Question

A string is clamped at both the ends and it is vibrating in its 4th harmonic. The equation of the stationary wave is $Y=0.3Sin(0.157x)Cos(2\pi t)$. The length of the string is( All quantities are in SI units)
a)20m
b)80m
c)60m
d)40m

Answer 1

In the above question it is given to us that the string is clamped at both the ends. We are also provided the equation of the stationary wave where the string is vibrating in its 4th harmonic. First we will determine the wavelength of vibration of the string by comparing the above equation to the general form.
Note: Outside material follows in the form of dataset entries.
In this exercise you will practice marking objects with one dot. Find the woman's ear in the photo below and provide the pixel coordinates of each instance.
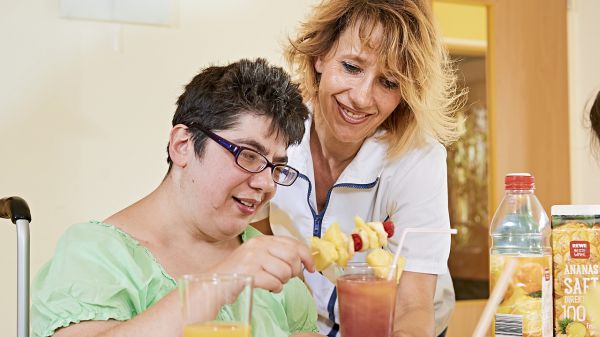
(180, 145)
(319, 65)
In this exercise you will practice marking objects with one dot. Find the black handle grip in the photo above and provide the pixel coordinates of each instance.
(14, 208)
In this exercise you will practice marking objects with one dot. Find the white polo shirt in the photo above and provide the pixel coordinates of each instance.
(410, 190)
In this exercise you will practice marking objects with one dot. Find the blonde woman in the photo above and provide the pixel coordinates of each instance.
(382, 97)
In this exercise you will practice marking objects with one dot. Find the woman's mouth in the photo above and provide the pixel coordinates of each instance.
(351, 116)
(247, 206)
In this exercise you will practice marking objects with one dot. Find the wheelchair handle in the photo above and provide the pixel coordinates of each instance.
(16, 209)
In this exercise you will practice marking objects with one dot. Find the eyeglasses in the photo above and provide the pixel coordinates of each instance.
(252, 161)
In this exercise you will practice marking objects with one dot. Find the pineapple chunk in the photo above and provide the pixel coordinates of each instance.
(380, 260)
(324, 253)
(372, 239)
(335, 235)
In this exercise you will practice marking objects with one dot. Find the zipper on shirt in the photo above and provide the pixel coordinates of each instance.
(318, 216)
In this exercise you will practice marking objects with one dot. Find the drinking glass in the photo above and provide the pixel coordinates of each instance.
(216, 305)
(367, 301)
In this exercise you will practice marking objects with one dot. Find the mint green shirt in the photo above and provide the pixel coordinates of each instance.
(99, 272)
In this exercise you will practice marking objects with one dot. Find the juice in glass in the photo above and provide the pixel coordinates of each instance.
(366, 303)
(216, 305)
(216, 329)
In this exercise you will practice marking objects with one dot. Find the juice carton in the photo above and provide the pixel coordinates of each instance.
(576, 259)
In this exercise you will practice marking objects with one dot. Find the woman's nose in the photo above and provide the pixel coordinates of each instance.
(361, 94)
(263, 180)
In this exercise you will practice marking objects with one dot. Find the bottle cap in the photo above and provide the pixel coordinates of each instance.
(519, 181)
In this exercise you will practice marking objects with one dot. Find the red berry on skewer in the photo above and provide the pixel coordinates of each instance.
(388, 226)
(357, 242)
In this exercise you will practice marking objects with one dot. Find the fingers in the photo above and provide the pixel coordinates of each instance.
(273, 261)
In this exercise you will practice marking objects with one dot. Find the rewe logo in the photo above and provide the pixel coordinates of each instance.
(580, 249)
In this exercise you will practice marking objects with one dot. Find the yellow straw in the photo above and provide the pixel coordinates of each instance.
(414, 230)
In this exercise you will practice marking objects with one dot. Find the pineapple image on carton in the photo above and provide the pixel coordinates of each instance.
(576, 261)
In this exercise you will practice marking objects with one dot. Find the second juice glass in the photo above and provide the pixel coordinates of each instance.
(366, 301)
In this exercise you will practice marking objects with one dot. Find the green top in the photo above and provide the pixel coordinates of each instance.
(99, 272)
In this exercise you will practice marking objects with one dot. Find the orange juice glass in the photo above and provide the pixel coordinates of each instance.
(366, 302)
(216, 305)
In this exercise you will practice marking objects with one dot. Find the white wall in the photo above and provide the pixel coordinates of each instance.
(584, 81)
(85, 107)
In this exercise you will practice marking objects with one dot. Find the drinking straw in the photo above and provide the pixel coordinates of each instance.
(415, 230)
(495, 298)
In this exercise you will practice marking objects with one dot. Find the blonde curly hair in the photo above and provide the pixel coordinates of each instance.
(410, 53)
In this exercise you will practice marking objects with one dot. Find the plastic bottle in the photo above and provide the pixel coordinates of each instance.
(521, 229)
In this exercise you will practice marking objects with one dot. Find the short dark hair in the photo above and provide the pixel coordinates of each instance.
(219, 95)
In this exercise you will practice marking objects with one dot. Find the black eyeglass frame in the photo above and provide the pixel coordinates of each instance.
(235, 150)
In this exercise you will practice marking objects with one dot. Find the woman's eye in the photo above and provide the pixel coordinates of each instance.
(389, 84)
(349, 67)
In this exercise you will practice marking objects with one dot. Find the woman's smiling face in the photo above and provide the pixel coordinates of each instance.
(354, 96)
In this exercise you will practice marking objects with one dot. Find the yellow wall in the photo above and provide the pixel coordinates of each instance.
(463, 26)
(461, 21)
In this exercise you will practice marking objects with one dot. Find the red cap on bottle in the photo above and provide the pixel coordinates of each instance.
(519, 181)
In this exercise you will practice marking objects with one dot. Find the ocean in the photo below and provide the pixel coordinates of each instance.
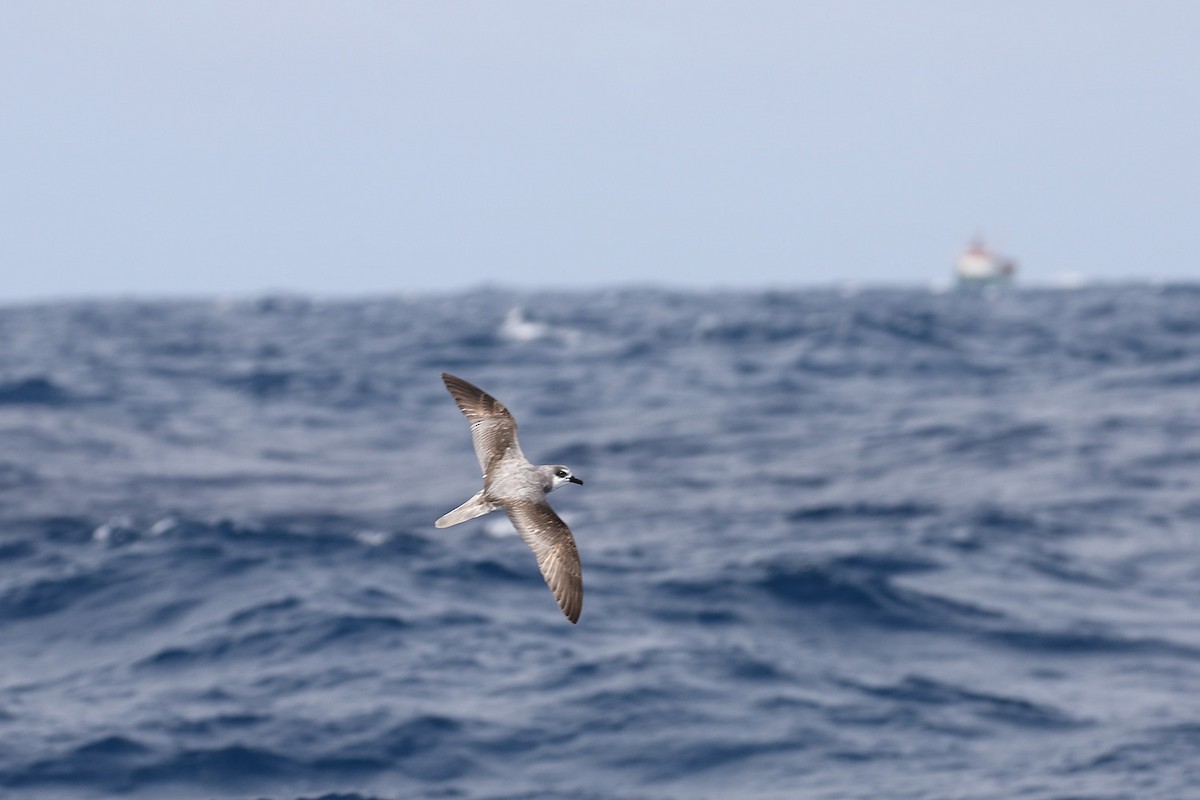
(837, 545)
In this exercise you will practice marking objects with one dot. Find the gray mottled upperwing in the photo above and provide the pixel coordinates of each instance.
(558, 559)
(492, 428)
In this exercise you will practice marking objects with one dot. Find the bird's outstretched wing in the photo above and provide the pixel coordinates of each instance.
(558, 559)
(492, 428)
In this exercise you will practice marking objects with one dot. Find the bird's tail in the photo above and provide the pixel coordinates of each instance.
(477, 506)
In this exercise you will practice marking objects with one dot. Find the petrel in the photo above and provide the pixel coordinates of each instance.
(520, 488)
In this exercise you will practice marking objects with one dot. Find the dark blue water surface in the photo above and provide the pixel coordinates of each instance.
(885, 545)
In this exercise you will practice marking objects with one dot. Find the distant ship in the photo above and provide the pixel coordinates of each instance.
(979, 266)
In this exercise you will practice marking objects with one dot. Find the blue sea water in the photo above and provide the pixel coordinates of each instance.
(835, 546)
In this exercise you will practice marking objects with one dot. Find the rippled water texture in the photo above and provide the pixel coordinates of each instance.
(892, 545)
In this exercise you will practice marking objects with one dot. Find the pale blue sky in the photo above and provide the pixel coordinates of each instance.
(232, 148)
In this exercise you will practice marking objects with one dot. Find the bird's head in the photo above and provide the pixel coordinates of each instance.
(558, 475)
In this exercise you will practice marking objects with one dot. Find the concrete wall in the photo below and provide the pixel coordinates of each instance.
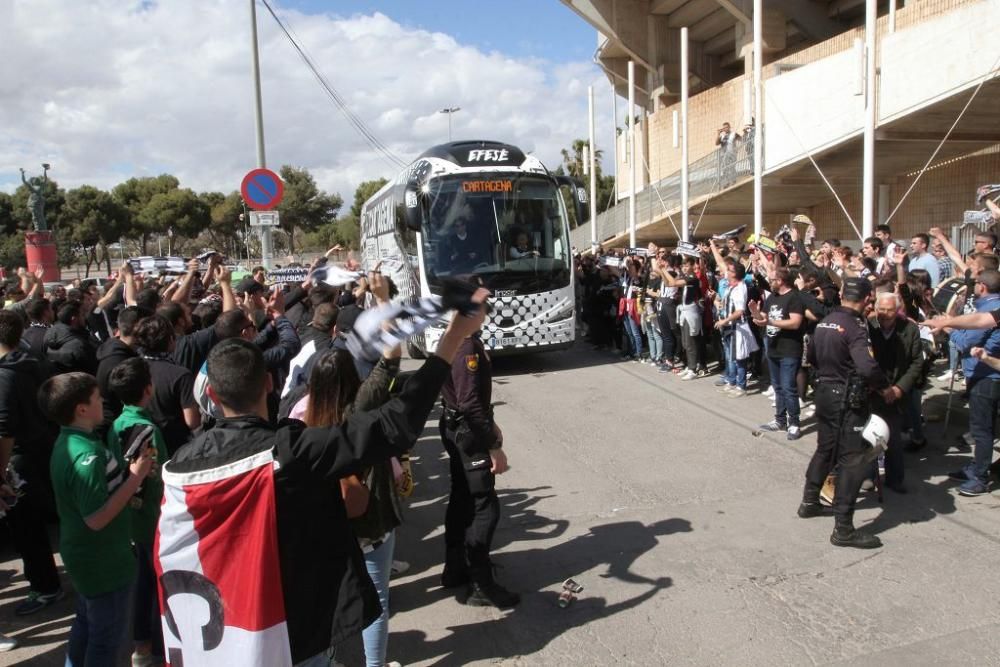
(943, 194)
(935, 59)
(624, 169)
(817, 100)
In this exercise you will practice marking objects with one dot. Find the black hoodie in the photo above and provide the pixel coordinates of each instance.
(20, 417)
(111, 353)
(71, 350)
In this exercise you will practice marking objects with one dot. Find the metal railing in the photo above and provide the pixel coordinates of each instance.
(708, 175)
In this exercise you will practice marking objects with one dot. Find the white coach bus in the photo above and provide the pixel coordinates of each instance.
(481, 211)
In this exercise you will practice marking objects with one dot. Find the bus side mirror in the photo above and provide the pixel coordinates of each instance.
(579, 196)
(412, 211)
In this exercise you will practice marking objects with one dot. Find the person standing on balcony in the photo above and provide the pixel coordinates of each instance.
(726, 141)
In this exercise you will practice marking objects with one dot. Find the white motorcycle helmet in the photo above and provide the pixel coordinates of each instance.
(876, 432)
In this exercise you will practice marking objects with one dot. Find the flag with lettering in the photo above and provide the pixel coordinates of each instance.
(217, 566)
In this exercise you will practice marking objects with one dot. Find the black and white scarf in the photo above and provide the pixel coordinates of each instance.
(379, 329)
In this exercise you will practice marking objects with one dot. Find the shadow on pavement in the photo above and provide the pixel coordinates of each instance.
(538, 620)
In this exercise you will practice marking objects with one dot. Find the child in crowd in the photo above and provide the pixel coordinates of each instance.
(131, 383)
(92, 489)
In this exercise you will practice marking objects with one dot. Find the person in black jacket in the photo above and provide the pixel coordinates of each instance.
(896, 343)
(173, 406)
(846, 371)
(327, 594)
(40, 318)
(474, 444)
(68, 344)
(26, 439)
(111, 353)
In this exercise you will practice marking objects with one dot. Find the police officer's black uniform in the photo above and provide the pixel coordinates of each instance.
(468, 434)
(846, 373)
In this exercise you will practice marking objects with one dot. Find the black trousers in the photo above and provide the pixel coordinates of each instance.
(894, 460)
(29, 531)
(473, 507)
(838, 442)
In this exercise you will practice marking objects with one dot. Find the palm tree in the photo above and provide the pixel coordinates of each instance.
(574, 161)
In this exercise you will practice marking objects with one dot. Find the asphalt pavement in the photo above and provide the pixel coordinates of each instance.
(680, 524)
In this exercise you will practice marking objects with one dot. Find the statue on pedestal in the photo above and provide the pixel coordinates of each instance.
(36, 197)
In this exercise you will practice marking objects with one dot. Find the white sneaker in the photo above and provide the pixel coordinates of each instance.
(7, 643)
(145, 660)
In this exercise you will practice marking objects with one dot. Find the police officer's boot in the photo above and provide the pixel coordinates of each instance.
(484, 591)
(845, 535)
(456, 569)
(810, 507)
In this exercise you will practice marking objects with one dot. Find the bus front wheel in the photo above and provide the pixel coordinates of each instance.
(414, 351)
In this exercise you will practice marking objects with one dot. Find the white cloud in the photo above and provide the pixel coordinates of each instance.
(106, 89)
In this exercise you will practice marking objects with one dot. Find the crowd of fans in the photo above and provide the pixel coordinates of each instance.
(101, 382)
(90, 371)
(752, 305)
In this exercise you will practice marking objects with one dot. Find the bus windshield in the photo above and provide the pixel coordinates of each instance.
(509, 230)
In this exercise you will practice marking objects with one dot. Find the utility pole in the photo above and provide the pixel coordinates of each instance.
(266, 247)
(631, 154)
(685, 177)
(450, 111)
(868, 183)
(758, 110)
(592, 159)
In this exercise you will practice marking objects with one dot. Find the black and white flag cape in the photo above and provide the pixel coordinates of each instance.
(379, 329)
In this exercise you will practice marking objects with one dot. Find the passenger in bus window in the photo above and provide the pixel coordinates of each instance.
(521, 248)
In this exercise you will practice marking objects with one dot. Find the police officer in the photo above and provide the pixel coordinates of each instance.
(846, 372)
(475, 450)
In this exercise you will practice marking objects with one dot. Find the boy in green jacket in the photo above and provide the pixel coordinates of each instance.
(92, 488)
(131, 383)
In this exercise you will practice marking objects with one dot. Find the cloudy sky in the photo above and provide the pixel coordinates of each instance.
(109, 89)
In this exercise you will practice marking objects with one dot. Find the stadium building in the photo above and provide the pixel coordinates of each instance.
(935, 72)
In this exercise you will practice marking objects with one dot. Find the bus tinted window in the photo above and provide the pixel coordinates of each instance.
(496, 227)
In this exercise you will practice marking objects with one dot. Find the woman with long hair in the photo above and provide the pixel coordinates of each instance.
(335, 393)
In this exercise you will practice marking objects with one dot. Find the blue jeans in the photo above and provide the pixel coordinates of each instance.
(634, 335)
(736, 369)
(984, 397)
(318, 660)
(914, 414)
(786, 394)
(652, 330)
(376, 635)
(98, 629)
(146, 624)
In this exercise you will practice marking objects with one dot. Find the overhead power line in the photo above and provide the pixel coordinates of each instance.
(338, 99)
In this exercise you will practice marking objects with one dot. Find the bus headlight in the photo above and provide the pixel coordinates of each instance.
(561, 312)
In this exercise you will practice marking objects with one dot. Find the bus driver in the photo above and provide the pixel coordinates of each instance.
(464, 251)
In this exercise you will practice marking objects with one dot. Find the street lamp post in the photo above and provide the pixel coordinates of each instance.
(450, 111)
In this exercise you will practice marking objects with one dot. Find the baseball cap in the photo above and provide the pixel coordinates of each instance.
(856, 289)
(249, 285)
(346, 318)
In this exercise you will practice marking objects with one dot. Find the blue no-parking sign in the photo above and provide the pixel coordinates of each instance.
(262, 189)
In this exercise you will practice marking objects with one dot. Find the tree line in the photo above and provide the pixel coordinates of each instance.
(95, 227)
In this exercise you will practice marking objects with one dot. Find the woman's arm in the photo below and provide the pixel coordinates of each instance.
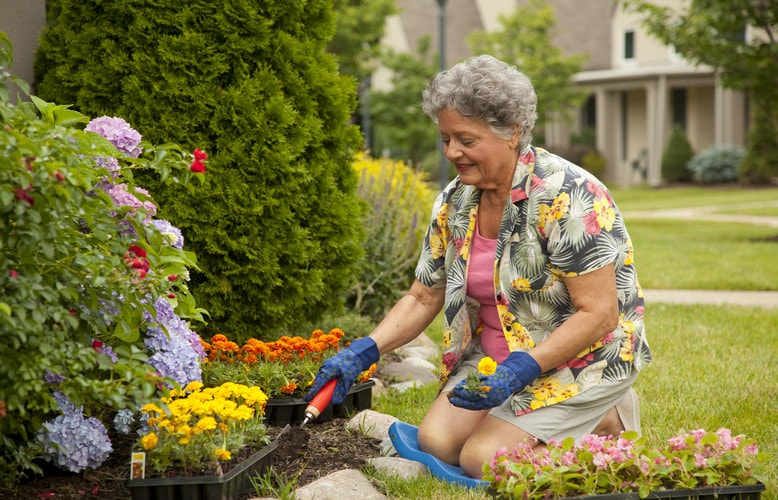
(409, 317)
(595, 300)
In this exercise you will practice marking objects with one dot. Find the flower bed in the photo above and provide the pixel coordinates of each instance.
(201, 430)
(228, 486)
(284, 368)
(282, 411)
(626, 467)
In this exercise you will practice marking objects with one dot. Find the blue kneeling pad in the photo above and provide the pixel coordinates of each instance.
(406, 441)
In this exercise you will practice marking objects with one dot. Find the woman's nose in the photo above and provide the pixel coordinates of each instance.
(451, 151)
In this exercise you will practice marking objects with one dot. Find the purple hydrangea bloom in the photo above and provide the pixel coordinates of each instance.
(123, 420)
(122, 197)
(172, 233)
(111, 164)
(53, 378)
(119, 132)
(72, 441)
(174, 355)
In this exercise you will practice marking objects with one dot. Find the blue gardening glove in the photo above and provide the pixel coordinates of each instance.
(346, 367)
(514, 374)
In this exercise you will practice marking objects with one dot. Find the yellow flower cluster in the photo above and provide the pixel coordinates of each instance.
(199, 425)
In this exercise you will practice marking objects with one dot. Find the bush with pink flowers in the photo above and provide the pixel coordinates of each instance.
(600, 465)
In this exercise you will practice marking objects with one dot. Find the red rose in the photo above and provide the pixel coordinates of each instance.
(200, 155)
(137, 250)
(197, 167)
(24, 195)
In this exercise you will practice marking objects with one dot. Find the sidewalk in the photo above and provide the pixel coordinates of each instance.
(736, 298)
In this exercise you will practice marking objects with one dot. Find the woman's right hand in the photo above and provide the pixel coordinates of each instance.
(345, 367)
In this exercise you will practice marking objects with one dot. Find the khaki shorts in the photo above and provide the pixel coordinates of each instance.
(574, 417)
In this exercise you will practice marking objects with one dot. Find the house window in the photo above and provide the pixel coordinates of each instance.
(629, 45)
(679, 107)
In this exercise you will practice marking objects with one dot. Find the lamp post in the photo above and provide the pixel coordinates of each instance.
(442, 66)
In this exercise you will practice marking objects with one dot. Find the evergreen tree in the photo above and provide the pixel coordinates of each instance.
(277, 229)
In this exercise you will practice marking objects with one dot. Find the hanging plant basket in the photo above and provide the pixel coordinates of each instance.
(228, 486)
(282, 411)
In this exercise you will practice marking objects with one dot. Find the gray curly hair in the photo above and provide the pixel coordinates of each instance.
(486, 89)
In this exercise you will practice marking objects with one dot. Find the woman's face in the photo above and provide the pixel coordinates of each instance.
(482, 159)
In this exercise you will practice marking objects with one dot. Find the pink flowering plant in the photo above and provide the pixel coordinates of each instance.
(608, 465)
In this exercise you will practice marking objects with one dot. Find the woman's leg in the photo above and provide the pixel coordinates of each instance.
(489, 437)
(446, 428)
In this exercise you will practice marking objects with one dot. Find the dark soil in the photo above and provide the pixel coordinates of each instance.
(306, 454)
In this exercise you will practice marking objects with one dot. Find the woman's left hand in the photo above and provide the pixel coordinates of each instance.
(512, 375)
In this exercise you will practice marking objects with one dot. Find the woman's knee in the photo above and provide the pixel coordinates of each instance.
(433, 439)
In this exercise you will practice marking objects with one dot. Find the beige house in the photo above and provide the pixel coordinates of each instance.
(639, 87)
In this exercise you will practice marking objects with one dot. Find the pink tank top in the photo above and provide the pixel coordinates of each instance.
(480, 286)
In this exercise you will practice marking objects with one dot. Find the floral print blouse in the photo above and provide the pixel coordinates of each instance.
(561, 222)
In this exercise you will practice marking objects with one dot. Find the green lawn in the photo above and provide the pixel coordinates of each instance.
(646, 198)
(696, 255)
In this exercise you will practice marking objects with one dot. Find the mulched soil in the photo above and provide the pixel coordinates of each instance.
(306, 454)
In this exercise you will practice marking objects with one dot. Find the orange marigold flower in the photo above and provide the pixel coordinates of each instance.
(289, 388)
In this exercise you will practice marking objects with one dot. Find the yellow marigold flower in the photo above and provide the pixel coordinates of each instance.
(193, 386)
(149, 441)
(487, 366)
(205, 424)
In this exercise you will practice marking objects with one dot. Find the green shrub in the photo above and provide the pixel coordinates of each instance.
(401, 202)
(77, 289)
(760, 164)
(278, 229)
(676, 156)
(595, 163)
(716, 164)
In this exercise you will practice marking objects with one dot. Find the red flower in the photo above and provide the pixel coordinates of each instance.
(136, 259)
(200, 155)
(24, 195)
(137, 250)
(197, 167)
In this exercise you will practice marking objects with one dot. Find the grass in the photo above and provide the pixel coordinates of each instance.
(713, 366)
(694, 255)
(647, 198)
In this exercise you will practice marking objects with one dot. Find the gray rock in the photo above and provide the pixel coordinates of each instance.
(347, 483)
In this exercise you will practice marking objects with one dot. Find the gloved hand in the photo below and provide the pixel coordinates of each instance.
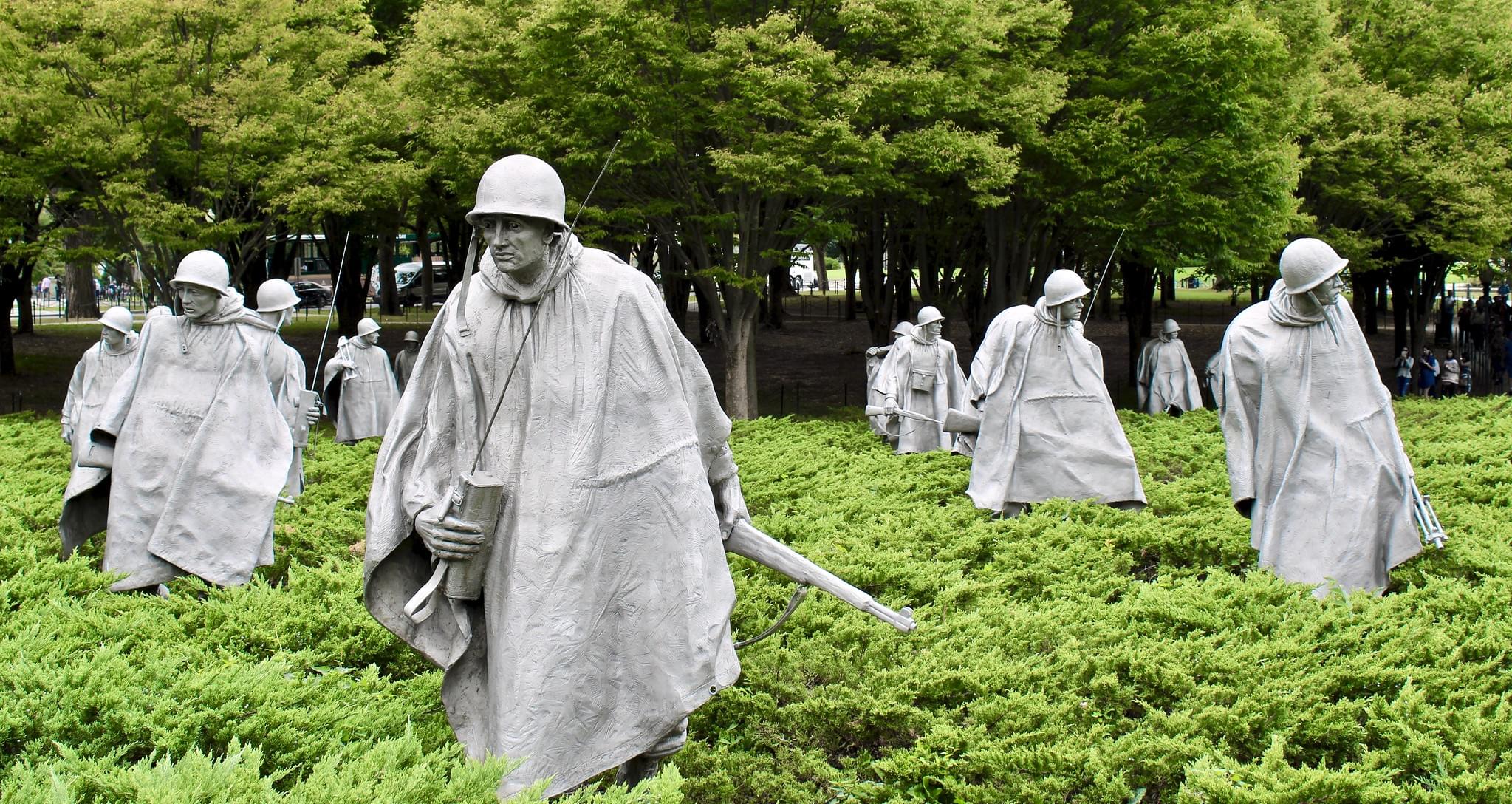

Further using the equation for length of the string vibrating in fourth harmonic we will obtain its required length.
Formula used:
$Y=ASin(kx)Cos(\omega t)$
$k=\dfrac{2\pi }{\lambda }$
$L=n\dfrac{\lambda }{2}$

Complete answer:
Let us say a string vibrates with angular velocity $\omega$, amplitude of A, wavelength $\lambda$ and the constant of propagation as k where $k=\dfrac{2\pi }{\lambda }$. Therefore the stationary wave equation for the string is in terms of its displacement of the individual fragments of the string at time ‘t’ in terms of horizontal displacement ‘x’ and vertical ‘y’ is given by,
$Y=ASin(kx)Cos(\omega t)$
In the question the wave equation for the string vibrating in the 4th harmonic is given as,
$Y=0.3Sin(0.157x)Cos(2\pi t)$
If we compare these above two equations the propagation constant in found to be equal to,
$\begin{aligned} & k=0.157\text{, }\because k=\dfrac{2\pi }{\lambda } \\\ & \Rightarrow \dfrac{2\pi }{\lambda }=0.157 \\\ & \Rightarrow \lambda =\dfrac{2\pi }{0.157}=40m \\\ \end{aligned}$
The length of the string clamped at both the ends for nth harmonic is given by,
$\begin{aligned} & L=n\dfrac{\lambda }{2}\text{, }\because \text{n=4 } \\\ & \Rightarrow L=4\dfrac{40m}{2}=2\times 40m \\\ & \Rightarrow L=80m \\\ \end{aligned}$

So, the correct answer is “Option B”.

Note:
It is to be noted that the quantities mentioned in the wave equation are in SI units and hence we would not have to make any necessary conversions to obtain the length in terms of meters. It is to be noted that the harmonics of the string basically means the mode of vibration of the string. This basically depends on where the string is plucked along its entire length.